# Addition using Recurrent Neural Networks
This notebook demonstrates how to perform a simple arithmetic operation, specifically addition, using a Recurrent Neural Network (RNN). The goal is to train an RNN model that can take two integers as inputs and produce their sum as output. 

As it is easy to note, this does not work. Can you fix it?

In [1]:
import numpy as np
from torch.utils.data import Dataset, DataLoader
import torch.nn as nn
import torch

# Data
In this section, we generate synthetic data for training the RNN. Each data point consists of two integers $ A $ and $ B $, where $ X = (A, B) $ represents the input, and $ Y = A + B $ serves as the target output. 

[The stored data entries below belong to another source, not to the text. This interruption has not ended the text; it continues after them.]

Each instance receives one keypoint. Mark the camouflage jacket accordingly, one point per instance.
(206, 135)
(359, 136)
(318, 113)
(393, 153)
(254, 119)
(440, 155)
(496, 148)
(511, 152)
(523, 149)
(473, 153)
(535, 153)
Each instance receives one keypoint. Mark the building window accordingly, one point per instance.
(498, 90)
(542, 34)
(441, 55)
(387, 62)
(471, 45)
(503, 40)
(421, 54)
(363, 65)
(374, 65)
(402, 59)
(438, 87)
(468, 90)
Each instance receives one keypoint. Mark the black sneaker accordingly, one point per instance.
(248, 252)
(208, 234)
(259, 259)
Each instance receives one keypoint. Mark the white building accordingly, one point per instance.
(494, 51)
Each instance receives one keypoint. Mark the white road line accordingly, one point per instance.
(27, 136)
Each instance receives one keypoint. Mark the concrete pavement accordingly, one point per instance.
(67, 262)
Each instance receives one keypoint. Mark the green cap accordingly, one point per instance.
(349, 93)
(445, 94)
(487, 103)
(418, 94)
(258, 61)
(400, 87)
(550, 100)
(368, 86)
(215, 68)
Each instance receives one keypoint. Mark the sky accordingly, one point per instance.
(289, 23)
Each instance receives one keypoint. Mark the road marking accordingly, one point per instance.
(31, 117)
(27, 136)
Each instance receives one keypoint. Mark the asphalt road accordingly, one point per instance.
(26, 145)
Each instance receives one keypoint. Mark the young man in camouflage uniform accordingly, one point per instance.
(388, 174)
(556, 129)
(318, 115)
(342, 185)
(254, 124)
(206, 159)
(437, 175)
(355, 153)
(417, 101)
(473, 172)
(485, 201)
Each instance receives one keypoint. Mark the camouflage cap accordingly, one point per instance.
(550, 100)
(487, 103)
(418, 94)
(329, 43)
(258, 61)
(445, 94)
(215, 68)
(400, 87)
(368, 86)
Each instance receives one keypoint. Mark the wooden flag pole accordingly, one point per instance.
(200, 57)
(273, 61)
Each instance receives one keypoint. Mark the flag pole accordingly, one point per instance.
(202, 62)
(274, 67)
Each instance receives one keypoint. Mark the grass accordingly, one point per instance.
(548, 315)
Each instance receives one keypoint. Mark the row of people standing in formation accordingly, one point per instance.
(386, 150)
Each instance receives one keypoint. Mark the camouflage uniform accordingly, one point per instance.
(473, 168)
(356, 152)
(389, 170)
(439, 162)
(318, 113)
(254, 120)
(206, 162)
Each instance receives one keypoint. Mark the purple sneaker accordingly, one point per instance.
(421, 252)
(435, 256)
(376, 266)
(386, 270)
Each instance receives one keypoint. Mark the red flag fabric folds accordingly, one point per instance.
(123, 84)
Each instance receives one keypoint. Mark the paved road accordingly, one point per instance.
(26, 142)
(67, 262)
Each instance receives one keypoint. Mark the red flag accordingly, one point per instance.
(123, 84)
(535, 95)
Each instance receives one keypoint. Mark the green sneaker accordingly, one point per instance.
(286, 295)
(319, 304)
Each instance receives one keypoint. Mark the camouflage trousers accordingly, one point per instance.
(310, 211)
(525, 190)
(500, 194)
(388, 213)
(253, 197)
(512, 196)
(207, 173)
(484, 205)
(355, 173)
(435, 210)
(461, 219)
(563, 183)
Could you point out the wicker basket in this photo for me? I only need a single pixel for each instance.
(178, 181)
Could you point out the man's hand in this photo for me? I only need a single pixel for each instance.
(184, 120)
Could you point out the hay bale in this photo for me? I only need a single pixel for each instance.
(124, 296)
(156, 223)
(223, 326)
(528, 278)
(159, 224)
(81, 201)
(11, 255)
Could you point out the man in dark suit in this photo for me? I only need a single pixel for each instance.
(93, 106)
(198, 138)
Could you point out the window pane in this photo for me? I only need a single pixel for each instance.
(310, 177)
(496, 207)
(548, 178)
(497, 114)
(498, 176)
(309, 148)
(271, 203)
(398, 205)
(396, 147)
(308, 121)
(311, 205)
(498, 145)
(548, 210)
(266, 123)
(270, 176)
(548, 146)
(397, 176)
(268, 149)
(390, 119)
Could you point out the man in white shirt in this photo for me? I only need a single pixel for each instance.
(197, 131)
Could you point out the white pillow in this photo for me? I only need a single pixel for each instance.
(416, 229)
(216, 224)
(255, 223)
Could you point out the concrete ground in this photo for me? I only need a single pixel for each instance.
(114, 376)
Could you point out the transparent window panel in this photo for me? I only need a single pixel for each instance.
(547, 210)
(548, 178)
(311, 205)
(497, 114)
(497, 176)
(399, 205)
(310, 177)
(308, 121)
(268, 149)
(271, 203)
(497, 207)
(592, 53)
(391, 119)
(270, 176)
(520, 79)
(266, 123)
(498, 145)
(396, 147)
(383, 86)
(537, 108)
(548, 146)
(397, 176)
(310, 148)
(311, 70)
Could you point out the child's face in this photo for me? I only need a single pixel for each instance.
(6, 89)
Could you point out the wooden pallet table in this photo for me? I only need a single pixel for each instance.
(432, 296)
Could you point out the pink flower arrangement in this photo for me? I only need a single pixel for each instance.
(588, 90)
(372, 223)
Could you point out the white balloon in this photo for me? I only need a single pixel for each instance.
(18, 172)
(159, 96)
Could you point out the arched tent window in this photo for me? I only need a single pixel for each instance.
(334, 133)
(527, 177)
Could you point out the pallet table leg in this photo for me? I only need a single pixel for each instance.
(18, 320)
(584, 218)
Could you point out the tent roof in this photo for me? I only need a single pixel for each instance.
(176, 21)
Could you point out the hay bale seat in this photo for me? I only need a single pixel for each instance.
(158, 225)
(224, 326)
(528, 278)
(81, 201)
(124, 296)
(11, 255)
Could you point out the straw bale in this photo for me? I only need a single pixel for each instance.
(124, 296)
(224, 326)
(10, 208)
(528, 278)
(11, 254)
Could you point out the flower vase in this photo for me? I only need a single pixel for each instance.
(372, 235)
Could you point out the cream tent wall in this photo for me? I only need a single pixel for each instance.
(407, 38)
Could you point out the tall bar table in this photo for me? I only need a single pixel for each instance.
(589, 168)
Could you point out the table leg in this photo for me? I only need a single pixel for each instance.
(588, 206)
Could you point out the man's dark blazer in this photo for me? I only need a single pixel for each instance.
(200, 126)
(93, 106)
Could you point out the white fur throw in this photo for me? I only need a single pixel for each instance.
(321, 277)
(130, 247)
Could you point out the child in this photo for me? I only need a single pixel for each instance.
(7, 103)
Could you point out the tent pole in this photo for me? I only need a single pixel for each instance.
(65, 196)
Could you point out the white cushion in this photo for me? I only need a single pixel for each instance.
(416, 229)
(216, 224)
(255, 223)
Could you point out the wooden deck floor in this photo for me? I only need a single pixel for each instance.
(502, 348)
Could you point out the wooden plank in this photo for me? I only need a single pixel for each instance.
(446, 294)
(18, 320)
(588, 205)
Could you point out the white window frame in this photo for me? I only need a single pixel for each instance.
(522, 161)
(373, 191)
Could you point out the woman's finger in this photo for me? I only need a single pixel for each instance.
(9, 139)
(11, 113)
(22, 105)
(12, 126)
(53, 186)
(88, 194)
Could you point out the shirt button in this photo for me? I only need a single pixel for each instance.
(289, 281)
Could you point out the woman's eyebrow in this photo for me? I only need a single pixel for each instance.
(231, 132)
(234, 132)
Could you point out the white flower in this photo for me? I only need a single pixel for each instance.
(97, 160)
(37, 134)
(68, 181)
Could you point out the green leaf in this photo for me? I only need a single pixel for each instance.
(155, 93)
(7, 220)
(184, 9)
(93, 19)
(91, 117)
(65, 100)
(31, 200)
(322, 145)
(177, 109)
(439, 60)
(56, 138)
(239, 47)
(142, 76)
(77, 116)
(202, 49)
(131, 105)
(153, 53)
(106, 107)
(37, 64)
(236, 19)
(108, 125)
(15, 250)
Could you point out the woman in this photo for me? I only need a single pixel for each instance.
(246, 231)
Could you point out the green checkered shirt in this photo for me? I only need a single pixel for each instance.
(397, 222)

We define a function `generate_data` to create random integer pairs

In [2]:
def generate_data(n_samples, n_min = 1, n_max = 100, seed=42):
    np.random.seed(seed)
    X = np.zeros((n_samples, 2), dtype=int)
    cont = 0
    while cont < n_samples:
        A = np.random.randint(n_min, n_max)
        B = np.random.randint(n_min, n_max)
        X[cont, 0] = A
        X[cont, 1] = B
        cont += 1
        X[cont, 1] = A
        X[cont, 0] = B
        cont += 1
    return X

n_min = 0
n_max = 100
X_int_train = generate_data(10000, n_min = n_min, n_max = n_max)
# No validation for this simple example
print(X_int_train[0:6, :])

[[51 92]
 [92 51]
 [14 71]
 [71 14]
 [60 20]
 [20 60]]


## Vocabulary

To process the input data, we need to map each character or symbol in the input to a numerical representation. We create a vocabulary containing digits and special characters used in this task:

1. **Digits (0-9)**: Each digit is represented by its corresponding index.
2. **Special Symbols**: The addition symbol "+" is mapped to a unique index, a padding token `<PAD>` is introduced to handle sequence lengths, `<EOS>` token denotes the end of the sequence

In [3]:
int_to_idx = {str(i) : i for i in range(10)}
int_to_idx['+'] = 10
int_to_idx['<PAD>'] = 11
int_to_idx['<EOS>'] = 12

idx_to_int = {i : str(i) for i in range(10)}
idx_to_int[10] = '+'
idx_to_int[11] = "<PAD>"
idx_to_int[12] = "<EOS>"

## Dataset and Dataloaders

Before training, we need to encode the input sequences as numerical arrays, using the vocabulary defined earlier. The model expects fixed-length sequences, so padding is applied to ensure uniform input size.

In [4]:
class IntDataset(Dataset):
    def __init__(self, X, int_to_idx):
        self.num_data = X
        self.vocab_size  = len(int_to_idx)
        self.map = int_to_idx

    def __len__(self):
        return self.num_data.shape[0]

    def __getitem__(self, idx):
        '''
        Input: two integers
        Output: their sum
        '''
        X = []
        y = []
        A, B = self.num_data[idx, :]
        A = str(A)
        B = str(B)
        
        # Take the maximum length 
        length_max = max(len(A), len(B))
        
        # Pad both to the maximal lengh
        while len(A) < length_max:
            A = '0' + A
        while len(B) < length_max:
            B = '0' + B
            
        for c in A:
            X.append(self.map[c])
        
        X.append(self.map["+"])
        
        
        for c in B:
            X.append(self.map[c])
            
        X.append(self.map["<EOS>"])
        
        C = int(A) + int(B)
        
        C = str(C)
        for c in C:
            y.append(self.map[c])
            
        y.append(self.map["<EOS>"])
        
        return torch.tensor(X), torch.tensor(y)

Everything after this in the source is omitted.